My favorite would have to be Hello Darkness, which was taken from Simon & Garfunkel’s Sound Of Silence. I have never had any issues regarding samples which is a bit of a shame really as I wish one of these so called super stars would come at me sideways as I would flip that situation and use it in such a way that they would wish they never bothered! Whenever I use a sample I create new life or new art from it I never disrespect it and I use it because I am inspired by it.
Your output between 2000 and 2011 dropped drastically, what were you up to?
As I mentioned earlier in 97 I decided to leave the scene as I wanted to do other things and move forward with my life in other ways especially as I had a young family I wanted to be with them more and be involved in their lives more I also wanted to go into higher education which I did as I attended London Metropolitan University and obtained an honors’ degree in Computer Science.
I remember ‘The Rood Project’ having a warning Label on it for excessive bass! What happened to prompt that?

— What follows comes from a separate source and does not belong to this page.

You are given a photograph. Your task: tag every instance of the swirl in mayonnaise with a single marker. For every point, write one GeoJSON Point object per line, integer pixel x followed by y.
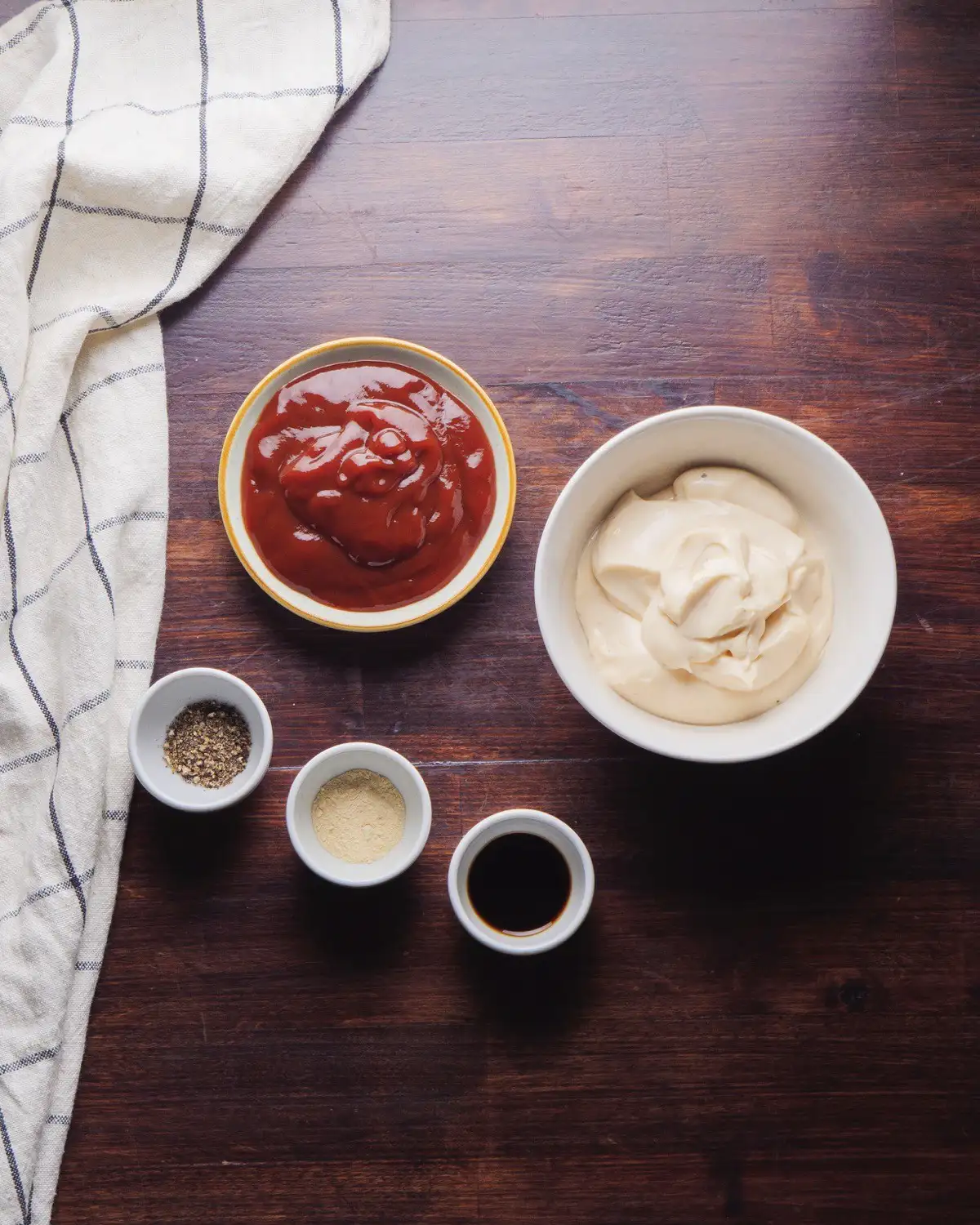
{"type": "Point", "coordinates": [706, 603]}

That was kind of like a marketing thing but at the same time if you are familiar with the track in question “Thunder” I’m sure you’ll agree that a certain amount of caution was necessary for when the bass drops midway through the track.
“Have a Break” was one of the first sample packs I remember seeing for jungle producers. What made you want to put that together?
The way my mind works is often ahead of time and many of the things I did back in the day most people didn’t get at the time and in a way this was another example of that type of thinking also massive props to Andy Bailey who was the label manager at WhiteHouse who was always very supportive of my ideas convinced me that this was indeed a great idea and it was yet another first in the Jungle scene in a ready to sample multi chopped and layered CD format and sold many thousands of copies over the years and made WhiteHouse lots of money.
What brought you back to the music, what is your new school production setup like?
What brought me back was a combination of factors one being the burning desire within me to make music again also a fella by the name of Pete Cassin aka Dj Devnull who runs blogtotheoldskool.com helping to convince me that it was time for me to return also discovering a site called Whatever happened to Bay B Kane…The combination of these factors was enough for me to say yeah its time and so I officially returned March 2010 and have been in the thick of it ever since. I have had so many releases on so many labels since my return that it would take up too much time and space to list all here but the 2 main labels I release on are Boomsha Recordings which covers the Future Jungle sub genre and my own imprint Ruff Guidance Records.